Il mio in(solito) commento a:
Non sono venuto ad abolire, ma a dare pieno compimento (Matteo 5,17-19)

Questa pagina dell’evangelista Matteo va “masticata” e “digerita” bene, perché sembra difficile da comprendere. 

Chi si accontenterà di una lettura superficiale, troverà questo brano “graffiante”: è un po’ come se Gesù volesse tirare fuori tutta la severità che ci ha risparmiato fino ad ora. Da queste righe traspare (sembra trasparire) una rigidità che pensavamo di aver “dimenticato” tra le pagine dell’Antico Testamento. Ma dov’è finita la misericordia? No, amici cari, non è così! Quello che emerge da una riflessione più attenta è lo stesso Gesù, perdutamente innamorato dell’uomo, che noi conosciamo. Un Gesù che desidera per noi solo cose buone. Un Gesù che ci offre la sua chiave di lettura dei Comandamenti e dei per aiutarci a vivere una vita migliore. Un Gesù che, non giudica, ma che propone un’alternativa, quella cristiana, alla vita del mondo. Un Gesù che “ci aggiusta il cuore”, scavando fino alla radice del problema. 

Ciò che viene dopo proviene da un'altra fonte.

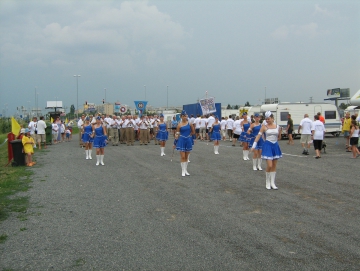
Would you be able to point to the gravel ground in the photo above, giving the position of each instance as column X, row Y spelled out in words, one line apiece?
column 138, row 213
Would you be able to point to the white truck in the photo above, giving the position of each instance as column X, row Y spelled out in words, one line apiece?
column 298, row 110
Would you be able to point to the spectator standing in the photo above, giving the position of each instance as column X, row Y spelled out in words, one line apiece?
column 354, row 138
column 321, row 117
column 33, row 129
column 305, row 140
column 28, row 143
column 41, row 138
column 290, row 129
column 317, row 135
column 346, row 131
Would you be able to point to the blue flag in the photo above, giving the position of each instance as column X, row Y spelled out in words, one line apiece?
column 140, row 106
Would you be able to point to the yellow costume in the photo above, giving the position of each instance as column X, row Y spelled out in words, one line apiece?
column 28, row 148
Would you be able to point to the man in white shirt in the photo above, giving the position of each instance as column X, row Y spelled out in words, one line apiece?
column 80, row 123
column 305, row 140
column 203, row 127
column 197, row 126
column 32, row 128
column 229, row 127
column 41, row 138
column 223, row 128
column 113, row 131
column 209, row 124
column 317, row 135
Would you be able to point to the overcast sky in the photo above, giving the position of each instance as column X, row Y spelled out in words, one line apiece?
column 231, row 49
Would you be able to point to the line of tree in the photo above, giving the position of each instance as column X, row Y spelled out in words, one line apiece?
column 237, row 106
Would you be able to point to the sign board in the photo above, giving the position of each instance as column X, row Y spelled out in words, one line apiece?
column 53, row 104
column 89, row 107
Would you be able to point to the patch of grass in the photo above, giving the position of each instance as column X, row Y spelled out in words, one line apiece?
column 79, row 262
column 12, row 181
column 3, row 238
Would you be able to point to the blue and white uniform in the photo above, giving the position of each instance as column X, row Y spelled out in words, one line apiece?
column 100, row 138
column 270, row 148
column 162, row 133
column 255, row 132
column 86, row 137
column 185, row 140
column 215, row 134
column 245, row 137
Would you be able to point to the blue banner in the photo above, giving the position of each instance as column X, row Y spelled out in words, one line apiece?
column 140, row 106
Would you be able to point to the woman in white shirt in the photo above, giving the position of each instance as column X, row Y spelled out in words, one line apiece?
column 317, row 135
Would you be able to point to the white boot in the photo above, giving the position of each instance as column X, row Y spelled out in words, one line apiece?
column 272, row 180
column 186, row 173
column 259, row 163
column 182, row 169
column 254, row 164
column 97, row 159
column 247, row 155
column 268, row 180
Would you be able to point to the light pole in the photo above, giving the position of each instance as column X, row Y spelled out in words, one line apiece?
column 77, row 95
column 265, row 96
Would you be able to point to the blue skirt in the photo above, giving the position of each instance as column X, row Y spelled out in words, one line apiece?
column 215, row 136
column 245, row 137
column 271, row 151
column 100, row 141
column 259, row 145
column 86, row 138
column 162, row 135
column 184, row 144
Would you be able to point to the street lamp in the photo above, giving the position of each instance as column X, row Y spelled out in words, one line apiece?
column 77, row 95
column 265, row 95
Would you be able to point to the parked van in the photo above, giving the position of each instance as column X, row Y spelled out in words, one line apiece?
column 298, row 110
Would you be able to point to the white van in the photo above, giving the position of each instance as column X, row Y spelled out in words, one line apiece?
column 298, row 110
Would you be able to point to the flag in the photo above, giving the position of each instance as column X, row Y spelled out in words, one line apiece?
column 15, row 127
column 140, row 106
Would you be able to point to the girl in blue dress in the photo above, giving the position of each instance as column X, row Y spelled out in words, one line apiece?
column 184, row 132
column 253, row 131
column 215, row 134
column 87, row 137
column 162, row 134
column 244, row 137
column 100, row 140
column 270, row 150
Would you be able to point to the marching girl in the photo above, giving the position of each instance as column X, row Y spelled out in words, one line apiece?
column 184, row 132
column 162, row 134
column 254, row 131
column 244, row 138
column 86, row 137
column 270, row 150
column 100, row 140
column 215, row 134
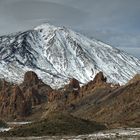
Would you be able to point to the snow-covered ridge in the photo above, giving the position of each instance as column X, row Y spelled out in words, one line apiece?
column 57, row 54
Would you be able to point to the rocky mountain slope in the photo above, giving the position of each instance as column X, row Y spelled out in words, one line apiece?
column 57, row 54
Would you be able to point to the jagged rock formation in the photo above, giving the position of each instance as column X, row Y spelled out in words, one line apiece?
column 57, row 54
column 16, row 101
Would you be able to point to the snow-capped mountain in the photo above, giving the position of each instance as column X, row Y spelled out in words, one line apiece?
column 57, row 54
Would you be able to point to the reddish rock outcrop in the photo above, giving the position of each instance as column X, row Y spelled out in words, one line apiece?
column 16, row 101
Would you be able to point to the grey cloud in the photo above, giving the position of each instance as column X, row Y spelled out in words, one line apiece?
column 115, row 22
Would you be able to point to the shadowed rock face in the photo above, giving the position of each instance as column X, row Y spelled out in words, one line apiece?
column 30, row 78
column 16, row 101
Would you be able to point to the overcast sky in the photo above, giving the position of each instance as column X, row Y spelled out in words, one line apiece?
column 116, row 22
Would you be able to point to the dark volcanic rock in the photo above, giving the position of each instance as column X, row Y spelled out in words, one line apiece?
column 16, row 101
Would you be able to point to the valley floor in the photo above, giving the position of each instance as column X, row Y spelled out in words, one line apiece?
column 114, row 134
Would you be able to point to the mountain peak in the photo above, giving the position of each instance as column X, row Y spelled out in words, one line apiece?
column 57, row 54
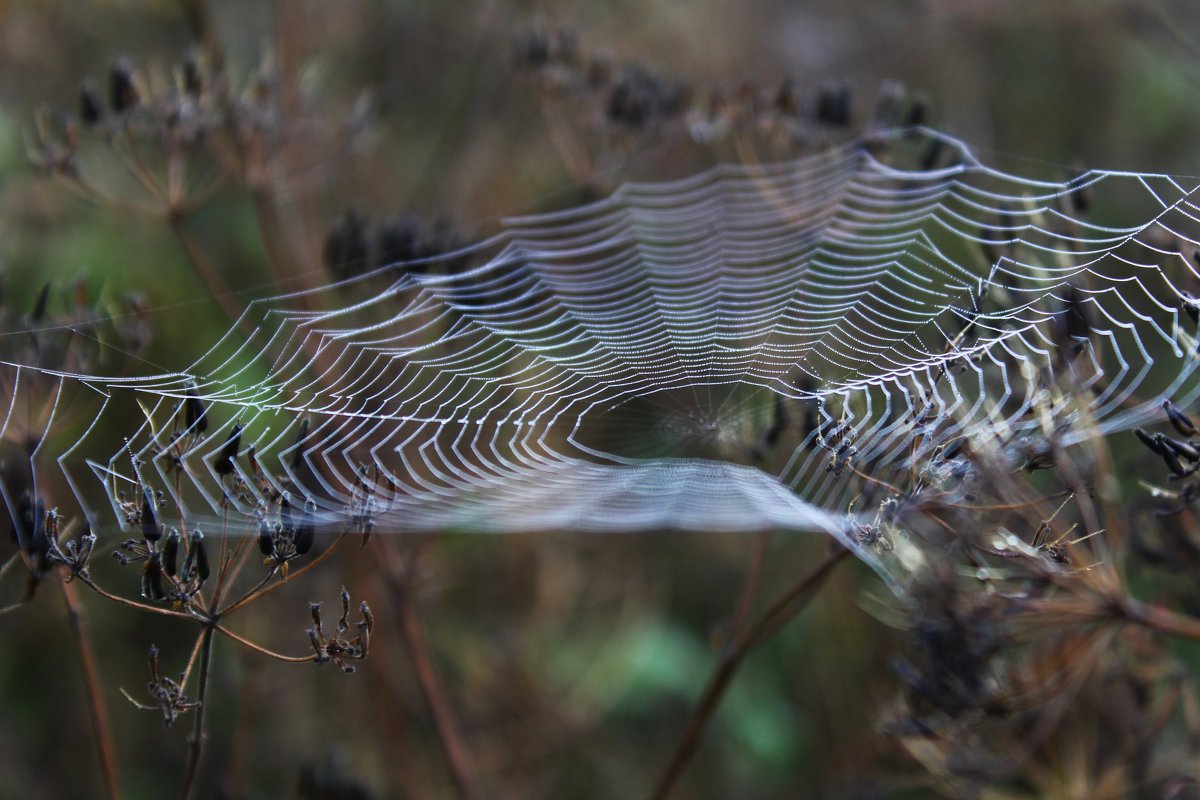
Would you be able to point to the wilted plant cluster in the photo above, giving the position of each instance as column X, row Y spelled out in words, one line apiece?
column 1032, row 665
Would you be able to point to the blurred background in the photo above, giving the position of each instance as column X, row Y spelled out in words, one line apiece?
column 571, row 662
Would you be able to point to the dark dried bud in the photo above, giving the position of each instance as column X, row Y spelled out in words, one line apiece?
column 171, row 553
column 343, row 621
column 1169, row 457
column 202, row 555
column 1191, row 306
column 151, row 578
column 154, row 663
column 364, row 638
column 1182, row 449
column 1180, row 421
column 90, row 110
column 1146, row 439
column 315, row 609
column 193, row 83
column 225, row 462
column 123, row 95
column 265, row 539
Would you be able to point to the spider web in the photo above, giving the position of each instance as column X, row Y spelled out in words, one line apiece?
column 726, row 352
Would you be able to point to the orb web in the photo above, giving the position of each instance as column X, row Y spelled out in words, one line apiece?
column 727, row 352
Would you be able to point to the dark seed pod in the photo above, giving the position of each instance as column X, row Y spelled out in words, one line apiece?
column 193, row 84
column 225, row 462
column 90, row 110
column 1180, row 421
column 171, row 553
column 1182, row 449
column 202, row 555
column 1169, row 457
column 123, row 95
column 307, row 531
column 151, row 578
column 196, row 417
column 1146, row 439
column 265, row 539
column 1191, row 306
column 150, row 529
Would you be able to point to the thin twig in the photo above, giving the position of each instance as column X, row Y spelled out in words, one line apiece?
column 196, row 743
column 132, row 603
column 400, row 577
column 265, row 651
column 295, row 573
column 763, row 627
column 100, row 727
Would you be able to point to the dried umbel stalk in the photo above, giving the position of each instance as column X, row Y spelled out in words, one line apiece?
column 340, row 647
column 168, row 695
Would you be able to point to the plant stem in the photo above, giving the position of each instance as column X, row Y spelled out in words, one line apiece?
column 100, row 727
column 400, row 577
column 196, row 744
column 763, row 627
column 431, row 687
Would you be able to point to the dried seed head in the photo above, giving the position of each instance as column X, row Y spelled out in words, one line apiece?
column 123, row 95
column 201, row 553
column 1146, row 439
column 346, row 246
column 315, row 611
column 151, row 578
column 193, row 82
column 265, row 539
column 1181, row 421
column 90, row 110
column 171, row 553
column 1169, row 457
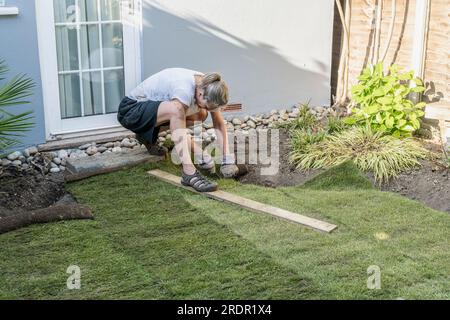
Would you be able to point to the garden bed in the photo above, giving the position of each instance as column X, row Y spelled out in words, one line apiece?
column 428, row 184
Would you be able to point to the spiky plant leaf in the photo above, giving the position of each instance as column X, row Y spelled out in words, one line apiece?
column 385, row 156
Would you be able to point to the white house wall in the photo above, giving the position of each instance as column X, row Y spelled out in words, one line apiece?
column 272, row 53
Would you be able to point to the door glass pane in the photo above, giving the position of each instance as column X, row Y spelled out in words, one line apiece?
column 112, row 40
column 90, row 46
column 92, row 93
column 64, row 10
column 67, row 48
column 110, row 10
column 69, row 93
column 83, row 47
column 114, row 89
column 88, row 10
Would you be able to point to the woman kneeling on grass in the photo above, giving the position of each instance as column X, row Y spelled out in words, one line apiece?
column 180, row 97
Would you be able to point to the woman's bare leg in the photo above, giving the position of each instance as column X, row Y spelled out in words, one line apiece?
column 196, row 119
column 174, row 112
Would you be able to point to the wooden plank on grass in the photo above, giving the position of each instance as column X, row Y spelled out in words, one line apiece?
column 250, row 204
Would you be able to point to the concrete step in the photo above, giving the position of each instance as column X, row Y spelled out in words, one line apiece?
column 80, row 168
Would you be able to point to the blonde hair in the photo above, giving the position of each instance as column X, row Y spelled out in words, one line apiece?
column 215, row 89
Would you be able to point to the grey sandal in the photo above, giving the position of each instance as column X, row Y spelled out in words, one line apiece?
column 198, row 182
column 154, row 150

Riflettiamoci un istante, amici cari: non adirarsi con il proprio fratello, non offendere, riconciliarsi… Cristo traccia il cammino del buon cristiano, mettendo in pratica il comandamento dell’amore: la legge superiore ad ogni altra, che regola tutta la nostra vita. Se noi ameremo il nostro fratello, non ci adireremo con lui, non lo offenderemo, non gli faremo un torto.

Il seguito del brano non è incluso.